Arkana menjelaskan jika dirinya harus mengikuti kehendak Papanya untuk melanjutkan kuliah di luar negeri. Tiara masih memakluminya. Keluarga Arkana tentu ingin anak semata wayangnya bisa memimpin perusahaan suatu hari nanti.

Tiara tersenyum canggung. Maniknya terlihat berkaca-kaca merasakan hantaman kuat tengah bergejolak di hati.

Kalau aku bicara soal kehamilan ini sama halnya aku menghancurkan mimpi Arka. Ya Tuhan... Apa yang harus ku lakukan?

Sesaat Tiara terdiam. Dia bingung mengambil keputusan. Setelah memikirkannya matang. Tiara menegakkan pandangannya. Berusaha kuat hanya untuk masa depan Arka, cinta pertamanya.

"Hubungan ini harus berakhir. Em ternyata Papa mengetahuinya."

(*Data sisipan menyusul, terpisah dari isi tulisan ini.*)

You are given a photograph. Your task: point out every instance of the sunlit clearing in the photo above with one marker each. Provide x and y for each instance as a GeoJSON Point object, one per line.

Berita kepergian Arka sudah sangat menyakitkan. Di tambah lagi dengan pemutusan hubungan secara sepihak.

Suara Tiara terdengar bergetar. Saat dia ingin memperjelas perkataan Arkana barusan. Bagaimana tidak, sebab dirinya pun sangat membutuhkan Arkana untuk menghadapi permasalahan besar yang ada di depan.

"Terpaksa Tiara. Aku takut keluarga ku nekad."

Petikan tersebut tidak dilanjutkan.